Think of this post as my way of sharing with all of you my humanity, because  despite appearances, I am not perfect.  In fact, I too have my weaknesses, namely: how the hell to properly cook lo bak go (turnip cakes).  I didn’t really document this process very well (or at all since I wasn’t initially intending to post this) because  this was only my second attempt at making this old Cantonese standby and I knew there was a possibility of me mucking it up grandly. So, why you might ask, am I writing this?  Well, basically I just wanted to share with you this awesome video that I watched to guide me on my lo bak go making.   The woman on the video is my new cooking hero because she makes it look so easy, she’s no nonsense and she reminds me of relatives in Hong Kong.  It got me thinking that maybe the best way for me to learn and brush up on a different language (Cantonese in this case) is to watch cooking videos in that language. I found this video through another cooking blog called Apron’s Delight whose turnip cake recipe I used in conjunction with another recipe from cookbook author Grace Young.

Basically, lo bak go are like potato pancakes but instead of potatoes you use grated daikon radish  and you throw in a bunch of savory ingredients like Chinese sausage, dried shrimp and shitake mushrooms.  The tricky part – at least for me – is binding that all together with the right proportion of rice flour, cornstarch and liquid and steaming the mixture so it sets into a solid mass.

My lo bak go ended up tasting pretty good – really, how can something with a bunch of sausage in it taste bad? And while it did set (as opposed to the first time I cooked this) it was a little more dense and pasty.   It didn’t have quite the same light and resilient texture and consistency of the lo bak go I’m used to getting when I go to yum cha (literally drinking tea) – also known as dim sum. [Semantic distinction: yum cha is the act of going to eat the small dishes known as dim sum. Just dropping some Cantonese knowledge, folks.]  Take a look at my lo bak go and compare it to the photos in the links above and you’ll see what I’m talking about.

Lo bak go with a healthy does of sriracha. I like them kind of flat and crispy.

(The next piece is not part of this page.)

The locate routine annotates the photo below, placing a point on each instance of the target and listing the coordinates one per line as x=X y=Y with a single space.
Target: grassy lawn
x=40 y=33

There are any number of reason’s why mine didn’t turn as I had hoped.  Perhaps I steamed it for too long (being a little paranoid that it would not set and remain sludge-like as my first lo bak go was, I steamed it for about half an hour longer than recommended).  Maybe I used too much rice flour and or not enough liquid.  It could be that my wok was too small or the lid was not airtight enough to accommodate the casserole dish I used to cook the turnip cake.  I will have to tweak and adjust the next time I cook this – if I ever get a two pound daikon from the CSA.  I guess the moral to the story is not everything you cook will always turn out as great as you hope.  But, if you fry it and smother it in sriricha it’ll probably be pretty good.

[UPDATE]

So, not being able to live with my imperfection, I did a little fiddling last night and I believe I greatly improved the lo bak go.  Basically, I steamed it more.  I transferred it into a more manageable round container and in turn, put that container in a pot whose lid fit snugly on top to trap all the steam.  I steamed it for another hour. I think that did the trick.  The lo bak go reset nicely. The texture is less sludge-like and chalky and more smooth and pudding like.  I think the flour needed to cook longer in an enclosed steamy environment in order to fully meld with the liquid and set.  So, for future reference, don’t use a wok with an ill fitting lid to steam.  Use a proper steamer that closes tightly and locks in that steam.  One step closer to perfection.  Easy.